Stimulus-specific oscillations in a retinal model.

High-frequency oscillatory potentials (HFOPs) in the vertebrate retina are stimulus specific. The phases of HFOPs recorded at any given retinal location drift randomly over time, but regions activated by the same stimulus tend to remain phase locked with approximately zero lag, whereas regions activated by spatially separate stimuli are typically uncorrelated. Based on retinal anatomy, we previously postulated that HFOPs are mediated by feedback from a class of axon-bearing amacrine cells that receive excitation from neighboring ganglion cells-via gap junctions-and make inhibitory synapses back onto the surrounding ganglion cells. Using a computer model, we show here that such circuitry can account for the stimulus specificity of HFOPs in response to both high- and low-contrast features. Phase locking between pairs of model ganglion cells did not depend critically on their separation distance, but on whether the applied stimulus created a continuous path between them.
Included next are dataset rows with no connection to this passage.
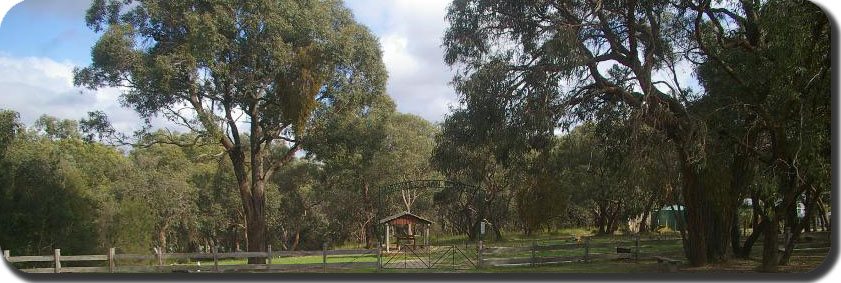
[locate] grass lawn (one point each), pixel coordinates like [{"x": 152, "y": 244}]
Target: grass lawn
[{"x": 802, "y": 261}]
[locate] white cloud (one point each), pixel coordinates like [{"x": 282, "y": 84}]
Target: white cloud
[
  {"x": 34, "y": 86},
  {"x": 410, "y": 33},
  {"x": 5, "y": 6}
]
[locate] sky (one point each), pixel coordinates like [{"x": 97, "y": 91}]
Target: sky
[{"x": 41, "y": 41}]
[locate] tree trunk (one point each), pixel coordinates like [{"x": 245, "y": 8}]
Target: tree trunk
[
  {"x": 707, "y": 218},
  {"x": 769, "y": 245},
  {"x": 643, "y": 227},
  {"x": 256, "y": 219}
]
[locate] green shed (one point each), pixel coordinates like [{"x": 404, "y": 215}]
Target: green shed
[{"x": 672, "y": 217}]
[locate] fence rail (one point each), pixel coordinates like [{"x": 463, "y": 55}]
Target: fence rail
[
  {"x": 159, "y": 259},
  {"x": 630, "y": 247}
]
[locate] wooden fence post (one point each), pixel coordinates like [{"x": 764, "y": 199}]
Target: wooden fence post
[
  {"x": 269, "y": 259},
  {"x": 215, "y": 260},
  {"x": 379, "y": 256},
  {"x": 587, "y": 249},
  {"x": 637, "y": 252},
  {"x": 533, "y": 253},
  {"x": 57, "y": 260},
  {"x": 324, "y": 256},
  {"x": 479, "y": 258},
  {"x": 160, "y": 255},
  {"x": 111, "y": 262}
]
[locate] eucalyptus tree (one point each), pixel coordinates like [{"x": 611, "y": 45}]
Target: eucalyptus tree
[
  {"x": 769, "y": 65},
  {"x": 366, "y": 150},
  {"x": 543, "y": 64},
  {"x": 249, "y": 75},
  {"x": 548, "y": 64},
  {"x": 9, "y": 128}
]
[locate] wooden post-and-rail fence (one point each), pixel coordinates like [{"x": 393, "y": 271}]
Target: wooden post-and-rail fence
[
  {"x": 504, "y": 254},
  {"x": 108, "y": 262}
]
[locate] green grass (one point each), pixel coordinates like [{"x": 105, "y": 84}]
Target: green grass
[{"x": 648, "y": 248}]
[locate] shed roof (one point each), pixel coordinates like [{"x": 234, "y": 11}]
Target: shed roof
[{"x": 404, "y": 215}]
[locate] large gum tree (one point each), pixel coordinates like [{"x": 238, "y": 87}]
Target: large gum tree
[
  {"x": 254, "y": 76},
  {"x": 553, "y": 63}
]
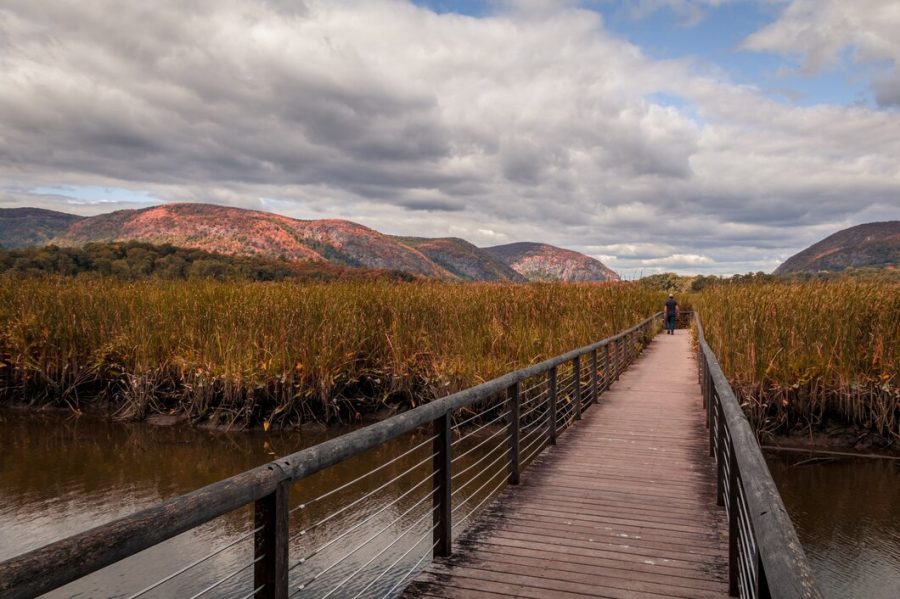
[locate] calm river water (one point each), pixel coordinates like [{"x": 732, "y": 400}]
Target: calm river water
[
  {"x": 60, "y": 475},
  {"x": 847, "y": 515}
]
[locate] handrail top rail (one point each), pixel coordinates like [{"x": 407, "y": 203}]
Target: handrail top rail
[
  {"x": 787, "y": 572},
  {"x": 108, "y": 543}
]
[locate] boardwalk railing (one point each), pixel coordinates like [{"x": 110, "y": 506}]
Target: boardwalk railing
[
  {"x": 765, "y": 558},
  {"x": 478, "y": 441}
]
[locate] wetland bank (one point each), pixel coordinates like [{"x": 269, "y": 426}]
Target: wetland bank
[{"x": 269, "y": 357}]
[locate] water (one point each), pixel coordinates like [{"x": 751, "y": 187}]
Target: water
[
  {"x": 847, "y": 515},
  {"x": 61, "y": 475}
]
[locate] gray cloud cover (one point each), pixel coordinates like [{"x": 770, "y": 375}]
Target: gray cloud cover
[{"x": 535, "y": 123}]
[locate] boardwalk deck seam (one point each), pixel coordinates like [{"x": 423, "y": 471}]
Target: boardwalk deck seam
[{"x": 623, "y": 507}]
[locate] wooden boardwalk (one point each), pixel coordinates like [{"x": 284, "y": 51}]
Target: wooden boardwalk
[{"x": 624, "y": 506}]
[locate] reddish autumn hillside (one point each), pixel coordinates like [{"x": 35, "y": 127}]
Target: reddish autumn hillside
[
  {"x": 872, "y": 245},
  {"x": 241, "y": 232},
  {"x": 463, "y": 259},
  {"x": 542, "y": 262}
]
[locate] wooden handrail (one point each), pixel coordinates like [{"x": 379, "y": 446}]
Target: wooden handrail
[
  {"x": 778, "y": 566},
  {"x": 54, "y": 565}
]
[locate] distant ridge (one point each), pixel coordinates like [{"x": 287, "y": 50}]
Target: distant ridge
[
  {"x": 871, "y": 245},
  {"x": 239, "y": 232},
  {"x": 464, "y": 259},
  {"x": 25, "y": 227},
  {"x": 236, "y": 231},
  {"x": 543, "y": 262}
]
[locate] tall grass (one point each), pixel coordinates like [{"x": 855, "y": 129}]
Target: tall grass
[
  {"x": 285, "y": 352},
  {"x": 804, "y": 353}
]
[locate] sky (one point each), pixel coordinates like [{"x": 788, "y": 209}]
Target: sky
[{"x": 694, "y": 136}]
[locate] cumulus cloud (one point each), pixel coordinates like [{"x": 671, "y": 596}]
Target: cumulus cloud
[
  {"x": 532, "y": 123},
  {"x": 820, "y": 32}
]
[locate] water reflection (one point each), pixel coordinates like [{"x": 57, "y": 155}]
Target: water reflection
[
  {"x": 847, "y": 514},
  {"x": 60, "y": 475}
]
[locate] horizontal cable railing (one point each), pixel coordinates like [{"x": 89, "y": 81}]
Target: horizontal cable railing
[
  {"x": 765, "y": 558},
  {"x": 364, "y": 535}
]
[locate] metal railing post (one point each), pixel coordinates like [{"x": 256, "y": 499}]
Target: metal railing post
[
  {"x": 606, "y": 380},
  {"x": 576, "y": 367},
  {"x": 512, "y": 395},
  {"x": 270, "y": 543},
  {"x": 733, "y": 531},
  {"x": 720, "y": 457},
  {"x": 618, "y": 357},
  {"x": 710, "y": 411},
  {"x": 552, "y": 398},
  {"x": 440, "y": 483}
]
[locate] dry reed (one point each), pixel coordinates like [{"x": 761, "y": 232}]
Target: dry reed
[
  {"x": 803, "y": 354},
  {"x": 283, "y": 353}
]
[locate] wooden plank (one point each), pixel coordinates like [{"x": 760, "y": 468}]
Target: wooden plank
[{"x": 623, "y": 506}]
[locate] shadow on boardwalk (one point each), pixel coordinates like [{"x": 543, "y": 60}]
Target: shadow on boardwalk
[{"x": 624, "y": 506}]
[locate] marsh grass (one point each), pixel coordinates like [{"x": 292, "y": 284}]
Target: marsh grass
[
  {"x": 803, "y": 354},
  {"x": 250, "y": 353}
]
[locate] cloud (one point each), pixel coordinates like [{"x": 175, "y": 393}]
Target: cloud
[
  {"x": 820, "y": 33},
  {"x": 532, "y": 123}
]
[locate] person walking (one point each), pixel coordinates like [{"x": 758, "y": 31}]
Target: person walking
[{"x": 671, "y": 312}]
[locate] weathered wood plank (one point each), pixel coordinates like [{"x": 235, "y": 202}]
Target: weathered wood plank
[{"x": 623, "y": 506}]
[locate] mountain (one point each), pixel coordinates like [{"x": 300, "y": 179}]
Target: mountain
[
  {"x": 542, "y": 262},
  {"x": 461, "y": 258},
  {"x": 24, "y": 227},
  {"x": 236, "y": 231},
  {"x": 869, "y": 245}
]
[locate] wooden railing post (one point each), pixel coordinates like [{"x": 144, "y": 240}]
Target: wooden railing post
[
  {"x": 440, "y": 483},
  {"x": 512, "y": 395},
  {"x": 270, "y": 543},
  {"x": 552, "y": 398},
  {"x": 576, "y": 367}
]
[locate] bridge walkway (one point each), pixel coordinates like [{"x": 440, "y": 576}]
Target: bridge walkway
[{"x": 624, "y": 506}]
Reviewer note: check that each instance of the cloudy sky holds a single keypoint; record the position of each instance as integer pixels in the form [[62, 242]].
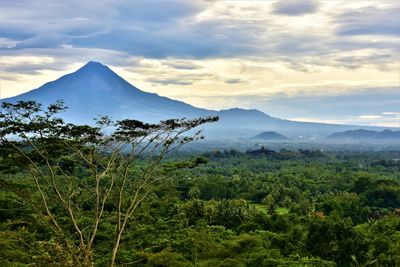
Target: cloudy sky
[[325, 61]]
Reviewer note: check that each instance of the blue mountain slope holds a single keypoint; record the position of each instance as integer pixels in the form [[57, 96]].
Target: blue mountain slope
[[96, 90]]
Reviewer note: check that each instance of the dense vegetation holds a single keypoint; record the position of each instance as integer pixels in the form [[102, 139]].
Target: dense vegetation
[[304, 208]]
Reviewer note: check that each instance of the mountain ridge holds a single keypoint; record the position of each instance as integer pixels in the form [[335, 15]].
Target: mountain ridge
[[95, 89]]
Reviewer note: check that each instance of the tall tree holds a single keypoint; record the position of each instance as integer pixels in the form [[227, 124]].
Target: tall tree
[[119, 163]]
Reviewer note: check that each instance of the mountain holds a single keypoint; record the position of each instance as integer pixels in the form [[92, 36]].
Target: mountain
[[270, 136], [362, 134], [96, 90]]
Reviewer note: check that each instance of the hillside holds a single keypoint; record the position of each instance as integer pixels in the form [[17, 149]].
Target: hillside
[[362, 134], [270, 136], [95, 90]]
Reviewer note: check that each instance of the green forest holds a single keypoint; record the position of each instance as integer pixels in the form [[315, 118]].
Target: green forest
[[80, 196]]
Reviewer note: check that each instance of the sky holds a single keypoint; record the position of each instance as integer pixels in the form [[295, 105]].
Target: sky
[[308, 60]]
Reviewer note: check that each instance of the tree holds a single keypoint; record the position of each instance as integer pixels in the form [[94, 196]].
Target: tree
[[112, 167]]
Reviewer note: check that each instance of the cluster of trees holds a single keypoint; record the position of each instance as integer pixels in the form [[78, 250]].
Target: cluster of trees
[[65, 189]]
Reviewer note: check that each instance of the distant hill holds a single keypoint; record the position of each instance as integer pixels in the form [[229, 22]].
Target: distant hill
[[362, 134], [270, 136], [95, 90]]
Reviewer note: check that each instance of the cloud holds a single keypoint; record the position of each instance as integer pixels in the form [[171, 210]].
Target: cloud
[[295, 7], [233, 81], [229, 53], [369, 21]]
The degree of phase locking between spatially separate stimuli was reduced by lateral inhibition, which created a buffer zone around strongly activated regions. Stimulating the inhibited region between spatially separate stimuli increased their degree of phase locking proportionately. Our results suggest several experimental strategies for testing the hypothesis that stimulus-specific HFOPs arise from axon-mediated feedback in the inner retina.